Une guerre longue

Police et Samu à Saint-Denis (Photo AFP)

Police et Samu à Saint-Denis
(Photo AFP)

Les forces de l’ordre ont lancé ce matin à 4 heures 30 un assaut contre un appartement au centre de Saint-Denis qui a duré sept heures et au terme duquel deux terroristes sont morts, dont l’une s’est suicidée, sept personnes ont été arrêtées et trois policiers ont été légèrement blessés.

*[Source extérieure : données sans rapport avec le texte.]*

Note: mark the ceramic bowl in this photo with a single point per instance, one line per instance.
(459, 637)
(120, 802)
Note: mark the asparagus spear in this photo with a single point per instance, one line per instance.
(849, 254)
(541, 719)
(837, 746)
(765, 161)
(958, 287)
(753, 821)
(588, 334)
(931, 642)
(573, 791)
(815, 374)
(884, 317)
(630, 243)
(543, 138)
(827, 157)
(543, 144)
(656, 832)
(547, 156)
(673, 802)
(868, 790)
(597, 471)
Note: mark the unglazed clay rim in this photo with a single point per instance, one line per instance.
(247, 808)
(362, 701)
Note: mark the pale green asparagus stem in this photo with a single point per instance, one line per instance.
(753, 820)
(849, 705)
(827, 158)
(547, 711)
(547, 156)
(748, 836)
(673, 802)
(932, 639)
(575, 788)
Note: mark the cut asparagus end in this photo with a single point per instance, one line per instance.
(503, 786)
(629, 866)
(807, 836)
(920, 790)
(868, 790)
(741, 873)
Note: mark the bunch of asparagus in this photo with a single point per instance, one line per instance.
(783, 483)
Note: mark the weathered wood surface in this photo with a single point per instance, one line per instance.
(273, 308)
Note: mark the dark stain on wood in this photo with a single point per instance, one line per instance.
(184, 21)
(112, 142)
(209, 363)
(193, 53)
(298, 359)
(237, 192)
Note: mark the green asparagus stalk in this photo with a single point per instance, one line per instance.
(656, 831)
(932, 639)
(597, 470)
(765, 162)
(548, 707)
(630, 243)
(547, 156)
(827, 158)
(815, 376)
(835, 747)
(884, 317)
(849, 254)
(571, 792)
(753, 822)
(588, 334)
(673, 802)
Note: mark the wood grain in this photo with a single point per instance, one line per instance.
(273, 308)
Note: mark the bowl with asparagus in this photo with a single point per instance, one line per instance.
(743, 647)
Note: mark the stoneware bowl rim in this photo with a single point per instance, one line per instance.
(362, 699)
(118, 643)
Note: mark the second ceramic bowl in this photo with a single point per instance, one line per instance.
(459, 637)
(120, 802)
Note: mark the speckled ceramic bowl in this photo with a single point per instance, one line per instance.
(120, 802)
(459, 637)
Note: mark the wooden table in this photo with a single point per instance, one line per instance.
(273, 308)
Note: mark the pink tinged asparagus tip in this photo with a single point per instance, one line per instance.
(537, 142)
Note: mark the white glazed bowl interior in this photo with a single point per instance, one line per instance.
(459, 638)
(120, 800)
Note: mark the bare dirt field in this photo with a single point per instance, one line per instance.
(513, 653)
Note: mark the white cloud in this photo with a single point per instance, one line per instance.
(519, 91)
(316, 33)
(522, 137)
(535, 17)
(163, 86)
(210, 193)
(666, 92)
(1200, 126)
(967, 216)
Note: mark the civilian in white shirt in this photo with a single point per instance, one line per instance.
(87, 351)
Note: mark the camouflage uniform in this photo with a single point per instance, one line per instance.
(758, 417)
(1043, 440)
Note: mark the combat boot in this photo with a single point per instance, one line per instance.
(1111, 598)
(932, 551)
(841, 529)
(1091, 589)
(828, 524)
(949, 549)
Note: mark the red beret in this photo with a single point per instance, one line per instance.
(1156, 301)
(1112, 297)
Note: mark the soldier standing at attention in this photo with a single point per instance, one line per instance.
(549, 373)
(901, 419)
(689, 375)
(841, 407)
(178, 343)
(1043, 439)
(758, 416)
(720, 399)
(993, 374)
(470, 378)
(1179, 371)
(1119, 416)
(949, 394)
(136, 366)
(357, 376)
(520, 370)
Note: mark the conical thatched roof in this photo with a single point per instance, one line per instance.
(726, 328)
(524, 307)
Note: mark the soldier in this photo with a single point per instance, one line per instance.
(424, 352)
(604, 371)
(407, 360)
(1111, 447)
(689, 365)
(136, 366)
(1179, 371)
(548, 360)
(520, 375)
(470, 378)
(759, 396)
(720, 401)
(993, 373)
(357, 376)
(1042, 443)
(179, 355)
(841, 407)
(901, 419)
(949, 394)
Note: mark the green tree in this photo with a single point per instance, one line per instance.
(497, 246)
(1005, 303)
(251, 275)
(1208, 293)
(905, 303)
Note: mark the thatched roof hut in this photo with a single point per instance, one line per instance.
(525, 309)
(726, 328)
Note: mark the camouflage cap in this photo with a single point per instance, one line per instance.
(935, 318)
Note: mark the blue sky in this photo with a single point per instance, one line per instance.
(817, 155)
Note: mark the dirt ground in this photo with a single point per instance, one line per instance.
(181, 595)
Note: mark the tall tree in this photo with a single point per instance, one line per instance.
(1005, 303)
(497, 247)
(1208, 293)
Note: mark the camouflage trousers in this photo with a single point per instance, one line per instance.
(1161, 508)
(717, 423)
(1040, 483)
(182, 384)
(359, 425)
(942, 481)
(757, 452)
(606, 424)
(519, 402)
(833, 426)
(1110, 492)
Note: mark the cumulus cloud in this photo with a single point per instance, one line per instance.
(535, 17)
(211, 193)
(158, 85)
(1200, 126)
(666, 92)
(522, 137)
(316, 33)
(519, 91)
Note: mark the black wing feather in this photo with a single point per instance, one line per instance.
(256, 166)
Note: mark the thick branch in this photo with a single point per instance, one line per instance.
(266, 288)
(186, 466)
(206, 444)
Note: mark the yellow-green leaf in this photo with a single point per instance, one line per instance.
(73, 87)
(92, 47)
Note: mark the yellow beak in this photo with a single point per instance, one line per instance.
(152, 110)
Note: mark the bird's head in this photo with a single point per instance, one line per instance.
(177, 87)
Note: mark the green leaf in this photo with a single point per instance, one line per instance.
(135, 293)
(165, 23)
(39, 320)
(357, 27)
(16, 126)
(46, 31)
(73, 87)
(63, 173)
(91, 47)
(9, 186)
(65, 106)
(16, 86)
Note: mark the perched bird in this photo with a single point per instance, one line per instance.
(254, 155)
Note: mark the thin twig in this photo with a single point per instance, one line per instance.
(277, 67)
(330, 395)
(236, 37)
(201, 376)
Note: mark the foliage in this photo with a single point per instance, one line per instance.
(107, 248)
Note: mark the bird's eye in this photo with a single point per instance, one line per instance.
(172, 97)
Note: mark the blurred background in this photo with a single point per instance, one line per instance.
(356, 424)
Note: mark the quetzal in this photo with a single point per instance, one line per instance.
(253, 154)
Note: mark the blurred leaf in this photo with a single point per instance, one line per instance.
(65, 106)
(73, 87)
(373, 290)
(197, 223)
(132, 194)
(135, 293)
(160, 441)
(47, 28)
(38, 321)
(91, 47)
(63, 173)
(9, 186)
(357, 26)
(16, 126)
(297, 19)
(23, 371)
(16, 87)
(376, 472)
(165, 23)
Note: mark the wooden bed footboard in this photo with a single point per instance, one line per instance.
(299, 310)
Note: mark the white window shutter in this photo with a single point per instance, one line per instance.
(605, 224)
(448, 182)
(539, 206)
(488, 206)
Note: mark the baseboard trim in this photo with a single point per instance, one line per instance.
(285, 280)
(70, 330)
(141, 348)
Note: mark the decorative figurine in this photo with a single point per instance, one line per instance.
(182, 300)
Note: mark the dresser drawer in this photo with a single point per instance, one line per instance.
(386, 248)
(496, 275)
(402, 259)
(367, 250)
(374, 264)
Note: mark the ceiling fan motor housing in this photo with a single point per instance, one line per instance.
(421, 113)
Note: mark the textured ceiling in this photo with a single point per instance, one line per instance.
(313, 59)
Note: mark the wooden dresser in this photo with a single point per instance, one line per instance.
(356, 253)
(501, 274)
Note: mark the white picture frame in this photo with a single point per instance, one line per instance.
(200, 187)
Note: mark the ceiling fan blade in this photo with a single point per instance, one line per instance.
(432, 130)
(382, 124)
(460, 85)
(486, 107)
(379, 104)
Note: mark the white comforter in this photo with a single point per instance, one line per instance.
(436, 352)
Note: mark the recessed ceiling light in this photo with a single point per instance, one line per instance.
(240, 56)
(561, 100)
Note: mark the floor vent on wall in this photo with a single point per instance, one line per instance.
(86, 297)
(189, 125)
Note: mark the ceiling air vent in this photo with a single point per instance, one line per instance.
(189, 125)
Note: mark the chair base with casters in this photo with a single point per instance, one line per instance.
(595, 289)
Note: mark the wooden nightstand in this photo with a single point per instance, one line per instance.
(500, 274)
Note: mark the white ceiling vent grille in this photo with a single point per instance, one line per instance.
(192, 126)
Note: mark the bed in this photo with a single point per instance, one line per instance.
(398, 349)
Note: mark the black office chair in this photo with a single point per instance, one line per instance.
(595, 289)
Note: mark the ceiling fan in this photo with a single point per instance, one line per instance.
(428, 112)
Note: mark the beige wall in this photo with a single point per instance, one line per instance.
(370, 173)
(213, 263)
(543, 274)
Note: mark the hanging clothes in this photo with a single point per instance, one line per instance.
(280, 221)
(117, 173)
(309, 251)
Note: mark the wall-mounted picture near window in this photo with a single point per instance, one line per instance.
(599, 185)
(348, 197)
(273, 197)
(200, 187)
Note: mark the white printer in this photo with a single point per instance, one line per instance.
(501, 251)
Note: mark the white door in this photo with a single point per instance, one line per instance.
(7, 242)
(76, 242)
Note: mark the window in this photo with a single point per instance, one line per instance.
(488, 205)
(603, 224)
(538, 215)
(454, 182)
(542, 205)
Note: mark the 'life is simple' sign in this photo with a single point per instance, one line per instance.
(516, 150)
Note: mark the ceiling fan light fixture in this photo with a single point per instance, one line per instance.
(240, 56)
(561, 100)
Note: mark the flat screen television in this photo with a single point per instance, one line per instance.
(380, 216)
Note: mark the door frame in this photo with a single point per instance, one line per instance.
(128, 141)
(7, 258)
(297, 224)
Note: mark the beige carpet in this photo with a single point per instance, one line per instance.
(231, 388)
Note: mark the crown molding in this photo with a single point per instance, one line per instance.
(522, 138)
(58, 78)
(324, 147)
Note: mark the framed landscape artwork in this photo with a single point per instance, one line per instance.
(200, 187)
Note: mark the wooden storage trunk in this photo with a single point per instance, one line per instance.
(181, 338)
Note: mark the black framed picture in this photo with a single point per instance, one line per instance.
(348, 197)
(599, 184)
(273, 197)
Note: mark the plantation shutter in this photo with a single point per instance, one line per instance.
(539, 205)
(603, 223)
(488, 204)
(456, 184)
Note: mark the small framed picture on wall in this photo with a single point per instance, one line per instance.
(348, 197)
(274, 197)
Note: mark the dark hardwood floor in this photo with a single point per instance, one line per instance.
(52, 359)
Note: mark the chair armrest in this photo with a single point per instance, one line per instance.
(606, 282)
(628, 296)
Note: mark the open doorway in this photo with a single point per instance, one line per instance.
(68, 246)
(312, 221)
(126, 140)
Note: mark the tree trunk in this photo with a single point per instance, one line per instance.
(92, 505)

LES FORCES de sécurité cherchaient Abdelhamid Abaaoud, considéré comme l’organisateur des terribles attentats de vendredi dernier à Paris. À l’heure où j’écris ces lignes, on ne sait pas s’il se trouvait sur place. Il s’agit d’un djihadiste belge de 28 ans qui s’est radicalisé il y a quelques années au contact de l’État islamique en Syrie. Cette nouvelle bataille entre la police et les terroristes montre que le gouvernement entend cette fois harceler toutes les personnes considérées comme suspectes et ne pas leur laisser de répit. Le fait qu’une femme ait fait exploser sa ceinture d’explosifs indique que tous les terroristes de France s’attendent à être pris à partie à chaque instant. C’est une bonne stratégie du ministère de l’Intérieur qui va chercher les terroristes là où ils se terrent et qui les place ainsi sur la défensive, ce qui les empêche, au moins provisoirement, de se livrer à des attaques contre des sites civils, comme ils l’ont fait le 13 novembre.

L’opinion avec Hollande.

Un sondage publié ce matin par « le Parisien » montre que 73 % des Français estiment que François Hollande a été à la hauteur des événements. Dans cette enquête, les majorités en faveur des mesures annoncées par le gouvernement sont supérieures à 80 %. Le sondage confirme ce que j’écrivais dans mon blog d’hier, à savoir que les Français se réuniraient autour de la personne du chef de l’État. L’opposition de droite, et plus particulièrement Nicolas Sarkozy, reproche à M. Hollande de n’agir qu’après coup et de n’avoir tiré aucune leçon des attentats de janvier dernier. Alain Juppé, au contraire, pense que « la France a besoin d’unité », dans un entretien avec « le Figaro ». En tout cas, personne ne peut nier que, chaque fois que la France passe par une épreuve, le chef de l’État prend l’affaire en main avec sang-froid et déploie ses efforts dans les deux espaces intérieur et international. Il l’a prouvé lors de la guerre du Mali, au moment des attentats de janvier et, encore une fois, après le 13 novembre. Même s’il y a du vrai dans les remarques de M. Sarkozy, tout se passe comme si, loin de reprocher au président de réagir après coup au lieu d’empêcher les attentats, les Français étaient contents de trouver dans sa fonction et son action un élément fort autour duquel ils trouvent un peu d’espoir.
De la même manière, l’opposition reproche à Manuel Valls de répéter que de nouveaux attentats auront lieu en France. M. Juppé lui reproche d’alarmer inutilement les Français. Aussi bien le Premier ministre veut-il dire la vérité, même si elle est terrible, parce que chacun d’entre nous doit participer à la protection de tous et rester vigilant.

Les Russes deviennent nos alliés.

C’est d’autant plus vrai que, du coup, nous sommes devenus les alliés des Russes, qui ont décidé de coopérer militairement avec nous sur le front syrien et dont les bombardements de Rakka, fief de l’État islamique, s’ajoutent aux nôtres, y causant nécessairement d’irréversibles dommages. La coalition internationale contre l’EI n’est plus une hypothèse, elle devient une probabilité. Tout le monde a compris, y compris Vladimir Poutine, que, avant toute chose, il est impératif de se débarrasser de Daech. On n’y parviendra pas par les seuls bombardements, même si les forces de frappe de la Russie et des États-Unis sont bien supérieures à la nôtre. Dans un entretien avec France 2 hier soir, John Kerry, le secrétaire d’État américain, a expliqué les idées de Barack Obama : toute intervention au sol par des forces étrangères est vouée à l’échec, ce qui explique que le président américain n’ait pas envahi la Syrie. Les bombardements doivent être complétés par une offensive terrestre que devront accomplir les parties (arabes ou iraniennes) hostiles à Daech.
Les terroristes de l’État islamique ont donc obtenu gain de cause : le monde les prend très au sérieux et les juge tellement dangereux que les États les plus importants ont décidé de leur livrer une guerre sans merci. C’est quand ils auront perdu cette guerre qu’ils cesseront d’exercer sur une partie déboussolée de la jeunesse des banlieues cet attrait pour la mort qui nous a déjà fait tant de mal.